I try speaking with my fingers in my ears to understand what it must be like for Papa, and everyone tells me to quiet down because I am yelling. His voice has grown so loud I’m afraid people will make fun of him if he goes out.
Mama and I act out simple things, like shaking a basket to say we’re going to market, and I use wax tablets to write what we can’t communicate any other way. No one has to say the obvious, that he will not be able to function at Henry’s court. Papa has written to the prince already, putting off his departure for Raposeira until the following spring, while we hope for improvement.
Papa and I develop a system of hand and finger signs I use to supplement the movements of my lips. We only communicate simple things at first, but by the time winter has passed, we can converse almost normally, using signs for most things and spelling the rest with finger shapes we invent to stand for letters. We go out so Papa can practice talking with people through me, and though he often comes back frustrated and glum, I know he is relieved.

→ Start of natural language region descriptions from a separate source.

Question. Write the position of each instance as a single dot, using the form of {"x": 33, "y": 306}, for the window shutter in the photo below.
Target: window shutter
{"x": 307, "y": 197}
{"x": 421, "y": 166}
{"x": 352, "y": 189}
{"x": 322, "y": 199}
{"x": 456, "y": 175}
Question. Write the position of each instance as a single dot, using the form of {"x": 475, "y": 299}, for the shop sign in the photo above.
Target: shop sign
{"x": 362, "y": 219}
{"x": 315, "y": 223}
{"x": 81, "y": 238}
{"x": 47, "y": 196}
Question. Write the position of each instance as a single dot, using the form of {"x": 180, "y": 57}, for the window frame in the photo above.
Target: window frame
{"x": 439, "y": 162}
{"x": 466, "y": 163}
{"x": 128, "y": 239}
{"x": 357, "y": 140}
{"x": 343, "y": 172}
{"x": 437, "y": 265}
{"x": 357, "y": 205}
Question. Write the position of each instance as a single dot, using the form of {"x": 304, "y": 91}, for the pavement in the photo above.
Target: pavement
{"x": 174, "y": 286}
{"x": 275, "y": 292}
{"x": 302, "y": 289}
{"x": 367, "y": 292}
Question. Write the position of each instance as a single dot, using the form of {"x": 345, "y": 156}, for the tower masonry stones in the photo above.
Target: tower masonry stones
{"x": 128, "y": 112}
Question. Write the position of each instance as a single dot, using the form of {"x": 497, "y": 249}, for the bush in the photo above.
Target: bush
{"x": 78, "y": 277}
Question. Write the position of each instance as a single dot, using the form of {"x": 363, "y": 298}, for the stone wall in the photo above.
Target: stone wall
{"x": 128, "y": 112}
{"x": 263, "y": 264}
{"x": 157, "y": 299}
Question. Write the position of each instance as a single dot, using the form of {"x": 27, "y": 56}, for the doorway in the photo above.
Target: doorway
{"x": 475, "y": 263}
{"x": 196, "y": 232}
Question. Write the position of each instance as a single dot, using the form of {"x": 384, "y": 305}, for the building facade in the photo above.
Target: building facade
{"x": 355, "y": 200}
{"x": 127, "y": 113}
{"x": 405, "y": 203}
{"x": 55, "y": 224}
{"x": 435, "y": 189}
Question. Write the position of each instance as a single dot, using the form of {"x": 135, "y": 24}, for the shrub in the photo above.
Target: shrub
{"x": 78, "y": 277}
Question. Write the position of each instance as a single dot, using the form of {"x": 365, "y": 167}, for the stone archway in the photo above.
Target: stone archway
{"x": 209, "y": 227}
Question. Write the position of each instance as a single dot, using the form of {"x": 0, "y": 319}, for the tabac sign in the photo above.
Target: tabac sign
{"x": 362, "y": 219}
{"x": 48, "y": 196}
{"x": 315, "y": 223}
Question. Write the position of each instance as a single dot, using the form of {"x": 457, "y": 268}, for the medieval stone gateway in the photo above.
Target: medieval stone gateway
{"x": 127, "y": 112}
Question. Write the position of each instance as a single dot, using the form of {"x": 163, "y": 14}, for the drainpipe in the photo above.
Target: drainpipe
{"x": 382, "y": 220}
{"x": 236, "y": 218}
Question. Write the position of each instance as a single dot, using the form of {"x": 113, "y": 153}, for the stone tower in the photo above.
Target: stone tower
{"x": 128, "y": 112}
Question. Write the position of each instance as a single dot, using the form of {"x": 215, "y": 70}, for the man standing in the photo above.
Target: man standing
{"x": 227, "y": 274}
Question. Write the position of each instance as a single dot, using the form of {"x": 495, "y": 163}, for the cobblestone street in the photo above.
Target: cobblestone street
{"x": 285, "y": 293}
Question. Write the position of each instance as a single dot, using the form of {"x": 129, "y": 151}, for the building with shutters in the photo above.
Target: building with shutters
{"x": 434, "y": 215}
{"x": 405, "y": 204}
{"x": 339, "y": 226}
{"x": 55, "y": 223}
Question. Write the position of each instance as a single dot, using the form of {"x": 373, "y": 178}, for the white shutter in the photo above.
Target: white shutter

“Will we still go to Portugal?” I ask him one day after a meeting with the count. By now, I am invisible at my father’s side, and business goes on as if I am not there. Papa’s face clouds. He points to his forehead and shakes his head to say he doesn’t know.
“But I can help!” I touch my chest and grasp my forearm. “You can work with the count—why not with Prince Henry?”
Papa barely tries to speak anymore, having seen the distressed looks on people’s faces at his loud, nasal mumblings. He shakes his head, puts two fingers to his mouth, and draws P-O-R in the air.
He doesn’t have to finish before I know what he means. “I can learn Portuguese! I’ll translate for you!” More than anything, I want him to be glad again. I want him to pick me up and spin me around, telling me what a wonderful girl I am, how proud he is, and how much he needs me.
But he doesn’t. His face grows pensive. He spins his finger, our sign for the future, then points to his eye. “We’ll see.”
That’s all. He looks away so I won’t see the sadness flitting across his face, but I see it anyway and recognize it better than he knows.
***
Mama doesn’t want to leave Sevilla. There’s a one-year-old baby to think of, and with Susana marrying in a few weeks, she will need her mother while she adjusts to being a wife. Mama is not confident things will work out well at Raposeira. After all, Henry might reject Papa’s services if he sees how limited he is, and what would we do then, so far away from home?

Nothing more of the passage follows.